28

1.7K 112 129
                                    

Telefonda karşıdaki kişi ben konuşur konuşmaz cevap verdi. "Barış Alper ile görüşecektim de, kiminle görüşüyorum?" bu kız sesiydi. Hangi yelloz benim sevgilimi rahatsız ediyordu yine.

"Asıl ben kiminle görüşüyorum?" diye sordum. Sen kim olduğunu söyleyeceksin bana.

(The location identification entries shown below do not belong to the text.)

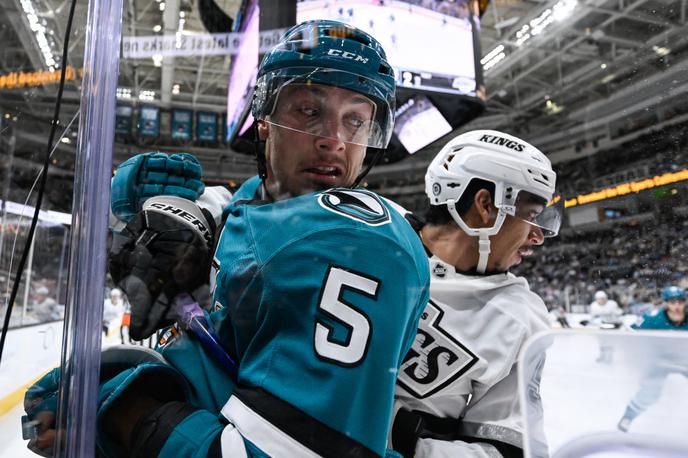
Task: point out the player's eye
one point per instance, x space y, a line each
308 111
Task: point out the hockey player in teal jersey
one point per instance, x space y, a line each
319 286
670 317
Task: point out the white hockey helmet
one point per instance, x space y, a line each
519 171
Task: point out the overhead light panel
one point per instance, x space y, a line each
39 29
552 108
147 96
661 50
560 11
123 93
493 57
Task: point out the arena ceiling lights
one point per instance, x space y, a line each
536 26
40 31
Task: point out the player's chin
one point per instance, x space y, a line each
322 182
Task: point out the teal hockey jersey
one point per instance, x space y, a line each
658 319
319 296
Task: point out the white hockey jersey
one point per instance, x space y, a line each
463 361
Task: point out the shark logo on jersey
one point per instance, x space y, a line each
435 359
363 206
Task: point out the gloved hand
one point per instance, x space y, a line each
121 367
165 250
152 174
40 405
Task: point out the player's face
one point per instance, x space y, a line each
676 306
512 243
315 139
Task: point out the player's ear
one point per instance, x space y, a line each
263 130
482 201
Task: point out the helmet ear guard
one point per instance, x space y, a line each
673 293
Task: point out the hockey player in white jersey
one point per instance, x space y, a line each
490 203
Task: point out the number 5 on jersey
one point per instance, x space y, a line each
353 349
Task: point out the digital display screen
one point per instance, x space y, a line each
430 47
149 122
244 68
419 123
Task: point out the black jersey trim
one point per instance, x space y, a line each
303 428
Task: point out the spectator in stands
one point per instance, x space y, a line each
44 307
605 310
672 316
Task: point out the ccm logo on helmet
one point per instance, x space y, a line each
347 55
502 142
183 214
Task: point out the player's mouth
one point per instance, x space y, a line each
525 251
324 173
522 253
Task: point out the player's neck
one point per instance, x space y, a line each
450 244
676 318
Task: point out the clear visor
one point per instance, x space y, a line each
535 210
303 104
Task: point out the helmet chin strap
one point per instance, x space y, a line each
483 252
482 233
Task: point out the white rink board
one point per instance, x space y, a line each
29 352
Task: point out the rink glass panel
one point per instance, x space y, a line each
157 94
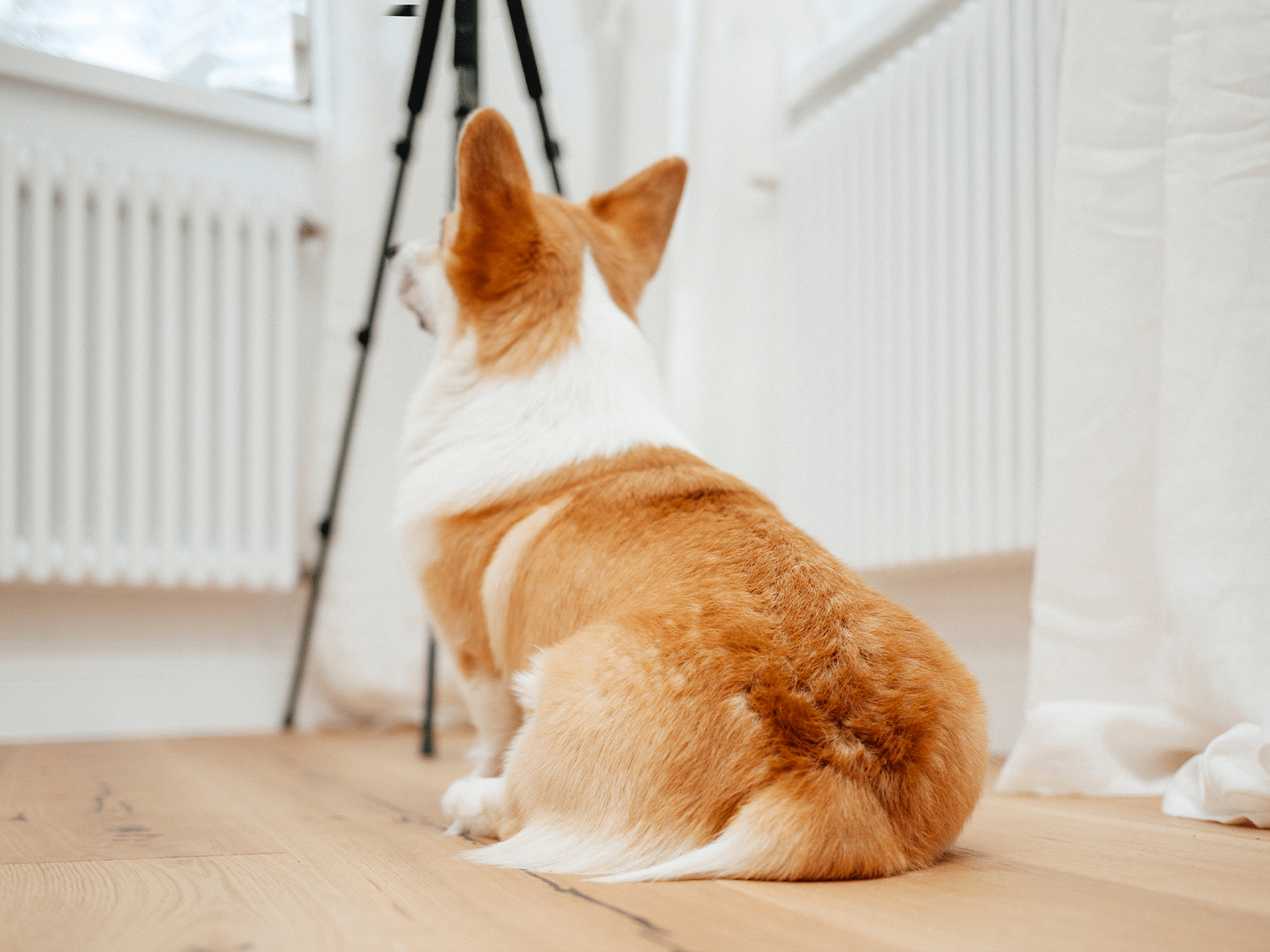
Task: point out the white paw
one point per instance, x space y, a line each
474 805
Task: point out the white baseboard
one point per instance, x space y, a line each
91 698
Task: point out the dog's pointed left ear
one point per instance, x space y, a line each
497 232
643 211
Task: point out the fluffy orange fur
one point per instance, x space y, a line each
700 659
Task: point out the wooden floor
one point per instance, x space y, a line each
333 842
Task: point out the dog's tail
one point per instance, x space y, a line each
811 824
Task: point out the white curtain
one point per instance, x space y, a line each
1151 635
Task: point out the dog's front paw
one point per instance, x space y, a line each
474 805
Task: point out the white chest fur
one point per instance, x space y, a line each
472 437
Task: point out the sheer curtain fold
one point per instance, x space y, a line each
1151 636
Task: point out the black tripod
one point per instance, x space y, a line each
466 67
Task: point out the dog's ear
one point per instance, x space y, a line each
497 235
642 210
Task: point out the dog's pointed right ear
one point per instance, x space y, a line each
497 234
643 210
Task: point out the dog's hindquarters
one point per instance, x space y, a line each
633 769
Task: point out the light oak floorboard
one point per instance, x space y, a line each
335 842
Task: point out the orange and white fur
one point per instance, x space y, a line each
667 678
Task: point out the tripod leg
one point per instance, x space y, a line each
534 84
430 693
327 529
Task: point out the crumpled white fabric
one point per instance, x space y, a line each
1227 782
1151 634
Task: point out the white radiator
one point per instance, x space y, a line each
148 426
912 221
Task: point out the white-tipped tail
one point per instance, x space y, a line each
805 825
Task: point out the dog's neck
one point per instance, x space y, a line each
472 437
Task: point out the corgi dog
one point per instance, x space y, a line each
668 680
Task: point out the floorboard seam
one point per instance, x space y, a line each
653 933
142 858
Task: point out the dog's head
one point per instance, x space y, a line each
508 268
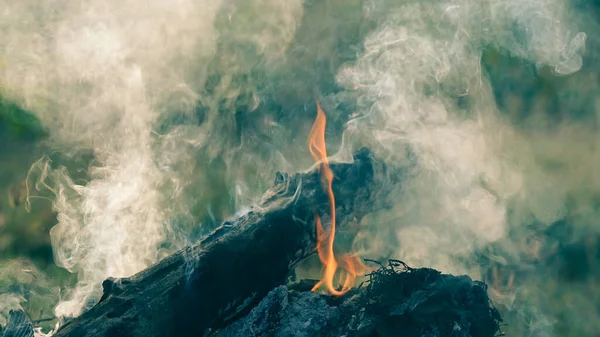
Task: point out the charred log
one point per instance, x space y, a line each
210 284
396 301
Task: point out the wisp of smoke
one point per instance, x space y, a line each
189 107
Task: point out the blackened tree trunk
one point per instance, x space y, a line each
207 285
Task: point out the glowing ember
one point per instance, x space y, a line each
351 265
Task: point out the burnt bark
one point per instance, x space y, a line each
396 300
207 285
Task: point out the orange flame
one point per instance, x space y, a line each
351 265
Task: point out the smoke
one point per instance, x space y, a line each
189 107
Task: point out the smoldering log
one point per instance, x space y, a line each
207 285
397 300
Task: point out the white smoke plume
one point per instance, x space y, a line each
189 107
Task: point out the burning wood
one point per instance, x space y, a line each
234 283
221 279
352 266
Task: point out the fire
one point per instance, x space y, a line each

"Barış Alper ile görüşmek istiyorum o beni tanıyacak. Ona telefonu verebilir misiniz?" dedi telefondaki kız. Yanımda değildi, olsaydı da vermezdim.

"Kimsiniz acaba-" diyordum ki sözümü kesen Barış oldu.

"Kiminle konuşuyorsun canım?" dediğinde ona baktım ve bilmediğim anlamında kafamı salladım.

O sırada kız telefonda onun sesini duymuş olacak ki konuştu. "Telefonu ona ver, lütfen."

Bir fan bunun numarasını falan mı buldu acaba ne bu itiraz.

Barış'a yeniden odaklandığımda telefonu vermem için işaret yapıyordu. Ben de verdim.

Benim telefonum değildi ya.

Barış ise telefonu aldığında kız ile konuşmaya başladı.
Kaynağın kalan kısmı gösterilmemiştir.